LAS FLORES DE MI BALCÓN

Te presento a unas íntimas amigas: viven en mi balcón y, cada día, me invitan a sentarme un ratito a su lado. Me gusta mucho aprender de ellas y recibir en el silencio su enseñanza. Su integridad me conmueve. Como todas las flores, abiertas a la vida, desplegándose en total confianza, no necesitan que nadie se detenga a admirarlas. Su función, momento a momento, es florecer. Entregadas al poderoso impulso de la vida que las guía, dedican su efímera existencia a realizarlo, momento a momento.
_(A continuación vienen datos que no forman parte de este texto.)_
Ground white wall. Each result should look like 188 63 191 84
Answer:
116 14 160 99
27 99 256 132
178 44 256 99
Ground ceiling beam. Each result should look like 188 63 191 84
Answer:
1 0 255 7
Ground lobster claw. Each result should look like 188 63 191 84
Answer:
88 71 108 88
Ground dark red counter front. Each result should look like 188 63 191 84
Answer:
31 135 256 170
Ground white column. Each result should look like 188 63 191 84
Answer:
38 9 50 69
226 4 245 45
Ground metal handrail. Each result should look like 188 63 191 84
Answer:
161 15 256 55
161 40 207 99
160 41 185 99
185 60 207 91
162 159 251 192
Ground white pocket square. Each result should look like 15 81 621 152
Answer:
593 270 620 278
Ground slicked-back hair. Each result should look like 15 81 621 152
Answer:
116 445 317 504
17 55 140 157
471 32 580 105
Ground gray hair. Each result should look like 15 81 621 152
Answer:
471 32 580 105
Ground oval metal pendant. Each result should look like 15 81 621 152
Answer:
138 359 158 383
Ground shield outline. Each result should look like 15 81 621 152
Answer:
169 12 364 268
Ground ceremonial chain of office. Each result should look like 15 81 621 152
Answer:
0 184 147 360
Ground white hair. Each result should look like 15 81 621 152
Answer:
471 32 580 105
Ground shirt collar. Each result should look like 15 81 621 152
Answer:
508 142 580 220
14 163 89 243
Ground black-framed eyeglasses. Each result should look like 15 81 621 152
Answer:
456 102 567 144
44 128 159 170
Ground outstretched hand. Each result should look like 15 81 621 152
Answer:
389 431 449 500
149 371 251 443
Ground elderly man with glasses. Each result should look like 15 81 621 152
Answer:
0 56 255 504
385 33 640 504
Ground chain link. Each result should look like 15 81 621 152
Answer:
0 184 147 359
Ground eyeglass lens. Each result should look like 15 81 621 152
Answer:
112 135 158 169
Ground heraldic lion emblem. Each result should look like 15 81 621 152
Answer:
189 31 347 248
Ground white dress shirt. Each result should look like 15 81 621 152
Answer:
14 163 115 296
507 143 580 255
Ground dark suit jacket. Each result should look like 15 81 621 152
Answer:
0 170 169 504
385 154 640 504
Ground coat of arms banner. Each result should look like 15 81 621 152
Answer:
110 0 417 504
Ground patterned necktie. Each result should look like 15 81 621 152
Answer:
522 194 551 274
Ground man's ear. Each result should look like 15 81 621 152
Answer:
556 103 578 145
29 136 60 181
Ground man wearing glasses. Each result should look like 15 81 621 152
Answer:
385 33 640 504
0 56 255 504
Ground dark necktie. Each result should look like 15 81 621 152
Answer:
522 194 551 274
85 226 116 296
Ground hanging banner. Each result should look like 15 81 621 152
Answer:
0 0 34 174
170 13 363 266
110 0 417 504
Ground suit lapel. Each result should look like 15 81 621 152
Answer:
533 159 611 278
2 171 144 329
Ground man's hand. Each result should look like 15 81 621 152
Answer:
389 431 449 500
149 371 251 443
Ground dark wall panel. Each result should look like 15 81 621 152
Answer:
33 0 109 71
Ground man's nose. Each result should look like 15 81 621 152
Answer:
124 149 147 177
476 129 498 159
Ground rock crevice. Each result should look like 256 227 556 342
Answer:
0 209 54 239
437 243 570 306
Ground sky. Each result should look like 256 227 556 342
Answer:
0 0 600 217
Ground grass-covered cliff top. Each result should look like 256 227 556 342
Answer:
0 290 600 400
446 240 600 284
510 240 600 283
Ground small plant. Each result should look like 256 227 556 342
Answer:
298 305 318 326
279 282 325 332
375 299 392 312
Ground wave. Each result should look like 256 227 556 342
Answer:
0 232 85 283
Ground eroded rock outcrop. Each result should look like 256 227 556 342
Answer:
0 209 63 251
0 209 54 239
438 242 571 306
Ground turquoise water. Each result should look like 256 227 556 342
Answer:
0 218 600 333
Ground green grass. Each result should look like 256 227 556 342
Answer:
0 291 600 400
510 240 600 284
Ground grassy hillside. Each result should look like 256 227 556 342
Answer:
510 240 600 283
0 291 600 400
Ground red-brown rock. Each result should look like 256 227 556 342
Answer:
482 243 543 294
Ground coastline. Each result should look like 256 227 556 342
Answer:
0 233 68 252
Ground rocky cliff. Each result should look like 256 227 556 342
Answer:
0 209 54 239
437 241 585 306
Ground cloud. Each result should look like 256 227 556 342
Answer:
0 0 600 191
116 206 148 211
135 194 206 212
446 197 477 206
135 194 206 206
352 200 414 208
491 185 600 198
Lluvias, vientos e intemperies pueden zarandearlas y ellas, tras su aparente fragilidad siempre ofrecen la respuesta inconmovible de la fortaleza. Nunca se miraron al espejo, no saben de su belleza y, sin ninguna referencia, ahí están, abiertas, vulnerables, expuestas sin temor, confiadas en la vida que las sostiene.

Cada uno de nosotros somos, metafóricamente, una flor en el inmenso jardín de la vida. Nuestra función es muy simple: abrirnos al todo que nos sustenta y, confiados, dejarnos florecer. Nuestra felicidad surge al expresar la fragancia, los matices, los colores que quieren ofrecerse a través nuestro, sabiendo que el proceso no depende de nuestra pequeña voluntad ni de ningún esfuerzo personal. Somos sostenidos por un impulso mayor que se ocupa de todo.

La pequeña mente se pregunta: ¿por qué? ¿para quién? ¿hasta cuándo? ¿qué conseguiré?… ¡Qué importa! la vida no se maneja con esos criterios, basados en el tiempo y la separación. No hay una flor aislada floreciendo para que un alguien separado venga a reconocerla. Todo es una expresión unitaria sucediendo en el presente, el único instante real. Todo está dándose en un apasionado impulso creativo conociéndose a sí mismo en su despliegue infinito. No hay razón: es así porque no puede ser de otra manera… ¿Te imaginas que asumiéramos simplemente ser vividos, en unión indisoluble con la totalidad?

Es lo más fácil, pero nos lo complicamos mucho cuando, en lugar de sentir la comunión con la vida que nos vive y se expresa a través nuestro, dejamos desplazarse nuestra atención a lo que llamamos mundo externo. En vez de dejarnos inundar de la consistente ternura que es nuestra esencia, nos separamos mentalmente buscando lo que una flor nunca buscaría: reconocimiento, apoyo, seguridad o admiración. Desconectamos así de la pasión interna que nos late desde dentro, de la felicidad que supone la simple expresión sin condiciones del impulso incontenible que somos: puro amor.